Pour changer les rapports de domination entre les humains, il faudrait d’abord changer ceux des humains envers les animaux ?

C’est une idée présente dans l’histoire de la gauche, de Louise Michel à Élisée Reclus : si les hommes sont si violents entre eux, ce serait parce qu’ils se sont longtemps exercés sur le corps des animaux qui, eux, n’ont pas de résistance politique à laquelle accorder une attention, une légitimité. On ne peut pas bâtir un monde juste si une classe, la classe animale, est traitée comme elle est traitée aujourd’hui. Cela pose la question du droit des animaux, débattue actuellement. Mais on peut imaginer une avancée sur la question des droits des animaux sans que celle-ci n’entraîne une avancée du droit des personnes racisées. C’est une perspective que je questionne. Comme si, une fois que vous êtes animalisé, vous ne pouviez plus revenir en arrière.

Votre livre rassemble plusieurs courants de pensée et vous créez des ponts entre eux, comme une somme…

Il y a une longue bibliographie à la fin de mon livre ; je suis redevable à ceux et celles qui ont écrit sur ces questions. Mon souhait était de pouvoir rassembler dans un même livre des questions qui sont souvent traitées du côté de la littérature spéciste ou des minorités. Mon but était de montrer qu’il n’y a aucune raison valable de séparer la race, le genre et la classe. L’animalité est omniprésente, et nous y sommes aveugles. Parmi les réflexes majoritaires, on continue de croire que la comparaison avec un animal est dégradante, c’est pourquoi l’on s’en sert comme insulte raciste ou misogyne. J’ai voulu faire entrer l’animalité dans la façon dont les minorités sont traitées. C’est une loi régulière, qui ne souffre aucune exception, donc quelque chose pour lequel nous devons nous mobiliser en réaction.

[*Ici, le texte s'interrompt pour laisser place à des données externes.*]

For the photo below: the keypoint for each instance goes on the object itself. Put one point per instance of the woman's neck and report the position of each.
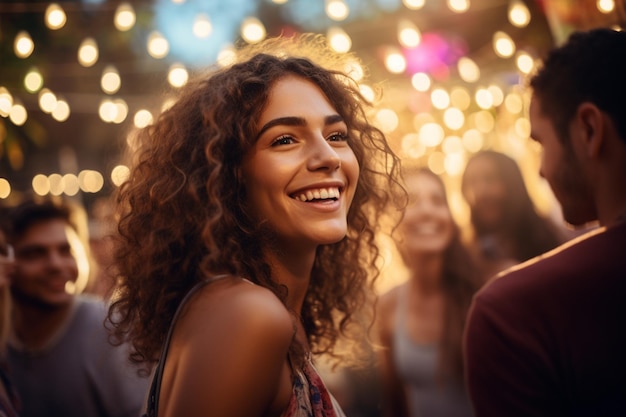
(426, 275)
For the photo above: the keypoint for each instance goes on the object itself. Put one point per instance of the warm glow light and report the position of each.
(47, 100)
(436, 162)
(414, 4)
(522, 127)
(252, 30)
(525, 63)
(6, 102)
(23, 45)
(40, 184)
(460, 98)
(226, 56)
(409, 35)
(70, 184)
(354, 70)
(606, 6)
(90, 181)
(339, 39)
(519, 15)
(513, 103)
(337, 10)
(458, 6)
(395, 62)
(472, 140)
(454, 163)
(483, 98)
(503, 45)
(110, 81)
(387, 120)
(5, 188)
(56, 184)
(142, 118)
(18, 114)
(440, 98)
(497, 95)
(484, 121)
(202, 27)
(158, 46)
(55, 17)
(61, 111)
(119, 174)
(452, 144)
(431, 134)
(367, 92)
(121, 110)
(88, 52)
(177, 76)
(411, 146)
(420, 81)
(33, 80)
(468, 70)
(124, 17)
(107, 111)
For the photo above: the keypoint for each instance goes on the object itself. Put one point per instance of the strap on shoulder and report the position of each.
(155, 386)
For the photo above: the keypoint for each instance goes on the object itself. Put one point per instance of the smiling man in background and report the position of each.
(59, 354)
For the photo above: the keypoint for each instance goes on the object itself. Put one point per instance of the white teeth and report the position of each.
(318, 194)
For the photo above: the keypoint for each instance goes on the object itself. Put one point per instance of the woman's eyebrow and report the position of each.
(296, 121)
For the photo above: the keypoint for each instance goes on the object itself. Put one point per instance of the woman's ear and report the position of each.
(591, 122)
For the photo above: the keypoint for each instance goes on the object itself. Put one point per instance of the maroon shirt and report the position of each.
(548, 338)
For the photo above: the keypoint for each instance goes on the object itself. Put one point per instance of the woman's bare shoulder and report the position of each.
(240, 305)
(231, 342)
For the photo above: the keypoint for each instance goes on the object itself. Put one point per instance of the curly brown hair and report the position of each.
(182, 216)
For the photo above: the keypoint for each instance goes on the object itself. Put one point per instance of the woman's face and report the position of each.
(427, 226)
(301, 174)
(485, 192)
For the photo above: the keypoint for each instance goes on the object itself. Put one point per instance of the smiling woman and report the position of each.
(251, 207)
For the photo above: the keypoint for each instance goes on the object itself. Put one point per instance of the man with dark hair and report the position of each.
(548, 337)
(61, 361)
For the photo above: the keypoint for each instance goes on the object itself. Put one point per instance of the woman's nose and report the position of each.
(323, 155)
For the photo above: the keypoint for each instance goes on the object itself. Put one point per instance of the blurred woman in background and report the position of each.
(9, 403)
(506, 226)
(421, 321)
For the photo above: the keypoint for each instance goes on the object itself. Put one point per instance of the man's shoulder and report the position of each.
(556, 269)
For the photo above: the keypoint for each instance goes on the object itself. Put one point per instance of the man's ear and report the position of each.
(590, 122)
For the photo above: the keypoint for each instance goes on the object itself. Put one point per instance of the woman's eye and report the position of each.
(283, 140)
(338, 137)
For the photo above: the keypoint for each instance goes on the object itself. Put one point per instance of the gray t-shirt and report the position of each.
(417, 365)
(79, 374)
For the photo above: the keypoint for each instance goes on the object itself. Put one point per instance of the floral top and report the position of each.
(310, 397)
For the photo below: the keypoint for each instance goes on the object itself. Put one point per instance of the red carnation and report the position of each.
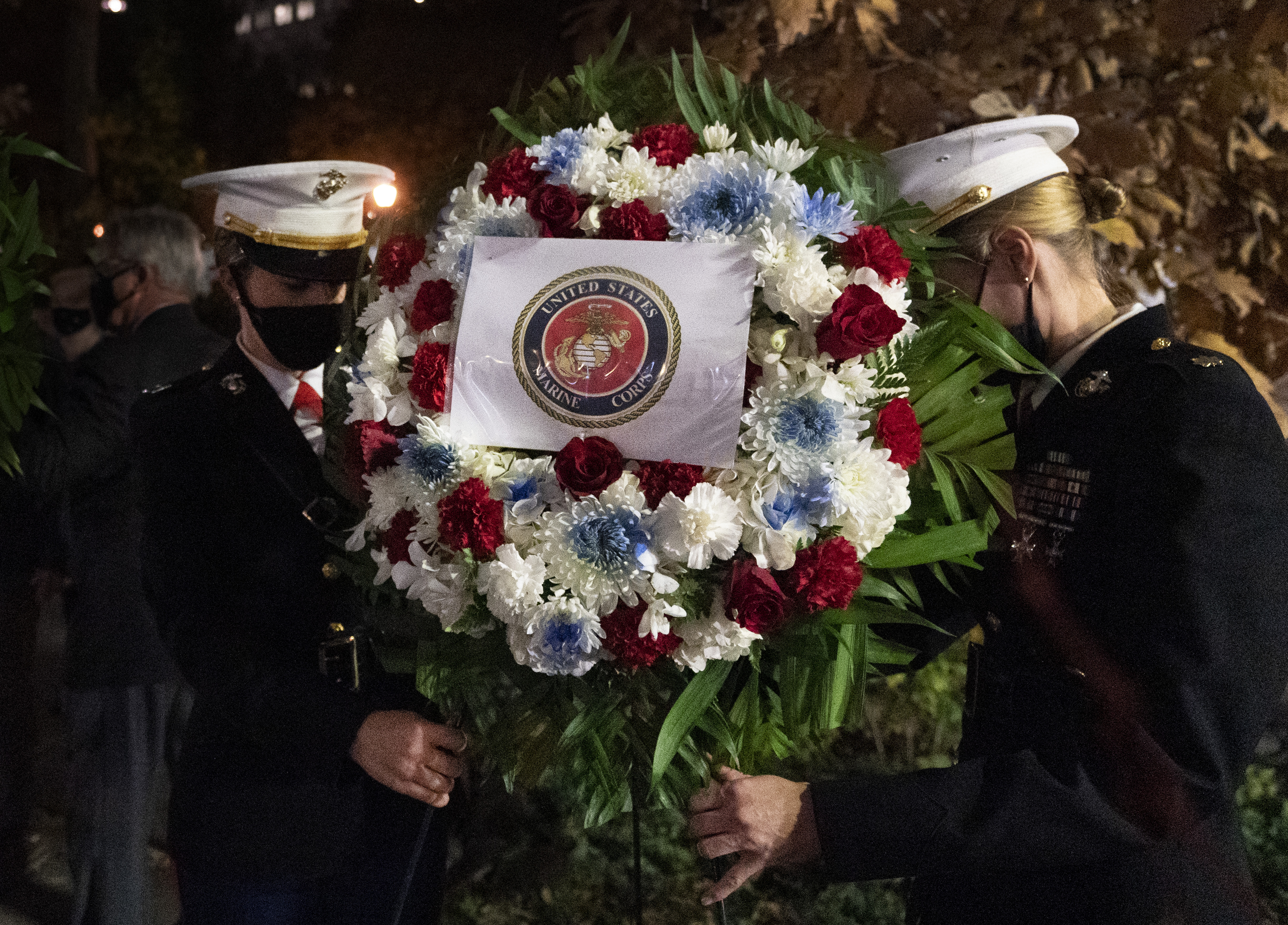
(861, 323)
(587, 467)
(469, 518)
(396, 259)
(659, 479)
(755, 599)
(899, 432)
(397, 539)
(428, 383)
(826, 575)
(669, 145)
(512, 176)
(433, 305)
(556, 209)
(873, 247)
(379, 444)
(623, 638)
(632, 222)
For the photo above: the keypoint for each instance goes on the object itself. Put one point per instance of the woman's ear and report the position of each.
(1018, 248)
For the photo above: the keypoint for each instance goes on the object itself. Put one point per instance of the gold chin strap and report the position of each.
(970, 200)
(297, 241)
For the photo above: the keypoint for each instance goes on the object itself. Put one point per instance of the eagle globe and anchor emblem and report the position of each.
(597, 347)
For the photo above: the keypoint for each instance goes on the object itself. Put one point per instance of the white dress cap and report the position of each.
(307, 205)
(963, 171)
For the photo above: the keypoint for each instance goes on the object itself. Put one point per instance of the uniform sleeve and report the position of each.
(1179, 687)
(255, 668)
(87, 433)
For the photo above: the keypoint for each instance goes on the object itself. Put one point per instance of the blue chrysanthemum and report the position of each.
(812, 424)
(820, 216)
(724, 196)
(560, 155)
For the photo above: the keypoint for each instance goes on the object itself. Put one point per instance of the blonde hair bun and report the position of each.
(1103, 199)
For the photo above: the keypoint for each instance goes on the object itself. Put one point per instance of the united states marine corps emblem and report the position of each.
(597, 347)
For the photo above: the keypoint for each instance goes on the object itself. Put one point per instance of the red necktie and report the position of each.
(307, 400)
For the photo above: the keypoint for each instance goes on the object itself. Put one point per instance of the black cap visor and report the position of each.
(321, 266)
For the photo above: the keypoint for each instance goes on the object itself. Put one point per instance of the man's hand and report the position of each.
(410, 754)
(768, 821)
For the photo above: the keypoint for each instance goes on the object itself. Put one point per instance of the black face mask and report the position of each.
(102, 297)
(299, 337)
(69, 321)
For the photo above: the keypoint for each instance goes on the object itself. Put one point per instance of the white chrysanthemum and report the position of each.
(796, 431)
(701, 526)
(384, 308)
(489, 220)
(656, 619)
(867, 494)
(782, 156)
(634, 177)
(527, 487)
(442, 588)
(726, 196)
(777, 517)
(560, 637)
(894, 295)
(433, 463)
(794, 276)
(625, 493)
(512, 583)
(598, 552)
(606, 136)
(713, 637)
(718, 137)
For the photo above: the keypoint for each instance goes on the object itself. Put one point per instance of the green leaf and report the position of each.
(938, 543)
(690, 707)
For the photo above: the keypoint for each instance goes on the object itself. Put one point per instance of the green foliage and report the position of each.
(1264, 817)
(20, 341)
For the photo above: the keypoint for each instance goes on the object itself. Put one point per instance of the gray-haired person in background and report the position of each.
(123, 691)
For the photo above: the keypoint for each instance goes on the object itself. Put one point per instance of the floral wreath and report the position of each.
(630, 621)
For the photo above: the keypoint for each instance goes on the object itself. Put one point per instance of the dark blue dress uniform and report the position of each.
(1137, 620)
(266, 790)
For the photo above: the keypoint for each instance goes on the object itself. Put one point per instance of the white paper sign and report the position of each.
(642, 343)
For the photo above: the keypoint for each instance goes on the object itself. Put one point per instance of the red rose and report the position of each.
(873, 247)
(861, 323)
(755, 599)
(899, 432)
(623, 638)
(428, 383)
(379, 444)
(669, 145)
(826, 575)
(632, 222)
(659, 479)
(397, 257)
(556, 209)
(587, 467)
(397, 539)
(433, 305)
(469, 518)
(512, 176)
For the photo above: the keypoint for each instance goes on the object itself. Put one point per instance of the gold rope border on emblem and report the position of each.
(673, 324)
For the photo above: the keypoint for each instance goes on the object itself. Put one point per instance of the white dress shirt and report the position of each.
(1043, 388)
(285, 384)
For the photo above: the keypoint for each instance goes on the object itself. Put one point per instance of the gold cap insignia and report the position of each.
(1097, 384)
(333, 182)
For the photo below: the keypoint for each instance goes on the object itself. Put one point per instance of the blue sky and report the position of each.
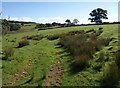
(48, 12)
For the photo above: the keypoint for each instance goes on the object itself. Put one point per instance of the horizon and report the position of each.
(48, 12)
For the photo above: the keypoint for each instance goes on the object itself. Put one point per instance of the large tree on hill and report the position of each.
(68, 21)
(97, 15)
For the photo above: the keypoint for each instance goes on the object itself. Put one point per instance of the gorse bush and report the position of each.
(117, 58)
(82, 45)
(111, 75)
(53, 37)
(14, 26)
(8, 52)
(22, 43)
(34, 37)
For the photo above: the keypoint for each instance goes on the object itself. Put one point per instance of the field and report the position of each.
(44, 63)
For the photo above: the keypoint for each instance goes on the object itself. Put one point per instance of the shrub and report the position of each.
(53, 37)
(36, 37)
(14, 26)
(111, 75)
(8, 52)
(24, 42)
(83, 45)
(117, 58)
(81, 60)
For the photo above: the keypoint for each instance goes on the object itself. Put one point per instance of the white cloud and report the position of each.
(27, 19)
(58, 19)
(50, 20)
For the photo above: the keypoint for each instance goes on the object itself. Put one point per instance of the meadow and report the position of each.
(43, 62)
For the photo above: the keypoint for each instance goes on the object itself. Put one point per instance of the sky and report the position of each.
(48, 12)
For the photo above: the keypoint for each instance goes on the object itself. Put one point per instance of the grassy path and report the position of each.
(53, 78)
(21, 74)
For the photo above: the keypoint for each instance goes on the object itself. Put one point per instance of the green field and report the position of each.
(42, 54)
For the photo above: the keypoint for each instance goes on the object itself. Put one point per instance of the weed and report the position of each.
(22, 43)
(53, 37)
(111, 75)
(8, 53)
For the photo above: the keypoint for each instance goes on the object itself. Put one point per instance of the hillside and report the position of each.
(42, 62)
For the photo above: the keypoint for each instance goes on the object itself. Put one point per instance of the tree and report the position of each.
(97, 15)
(68, 21)
(75, 21)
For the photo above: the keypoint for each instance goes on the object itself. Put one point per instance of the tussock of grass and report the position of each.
(82, 45)
(22, 43)
(8, 52)
(53, 37)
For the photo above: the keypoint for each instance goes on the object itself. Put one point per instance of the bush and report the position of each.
(111, 75)
(81, 60)
(14, 26)
(53, 37)
(8, 52)
(82, 45)
(35, 37)
(22, 43)
(117, 58)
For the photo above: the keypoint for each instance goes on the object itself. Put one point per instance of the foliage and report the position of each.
(117, 58)
(82, 45)
(68, 21)
(5, 26)
(14, 26)
(75, 21)
(111, 75)
(35, 37)
(97, 15)
(53, 37)
(22, 43)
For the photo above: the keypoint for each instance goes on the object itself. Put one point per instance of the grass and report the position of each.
(44, 53)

Vous écrivez un texte très littéraire, où vous vous adressez aux lecteur·rices sous la forme d’un “Vous savez…”…

L’expérience d’écriture de Comme nous existons a installé une sérénité en moi, car j’ai réalisé qu’il suffisait de dire la vérité et d’abandonner le roman. La dimension autobiographique m’a ancrée. J’essaie ici de tisser un pacte de sincérité avec les lecteurs. Le but n’était pas d’écrire un livre académique, car ce n’est pas ma spécialité universitaire, mais un livre très simple, où je peux affirmer des choses sans sombrer dans le dédale de la démonstration. Le “Vous savez” était une aide stylistique, mais je l’utilise aussi au sens premier du terme, car je parle de choses qui sont sues ; toutes ces idées ont déjà été travaillées. Bref, nous savons et, en même temps, les choses continuent à suivre leur cours en dépit de ce savoir qui n’appelle pas de réaction suffisamment forte pour ébranler l’ordre actuel.

Ça me fait penser à l’urgence climatique ou à la montée du RN. On sait le danger, et pourtant… Comment l’expliquez-vous ?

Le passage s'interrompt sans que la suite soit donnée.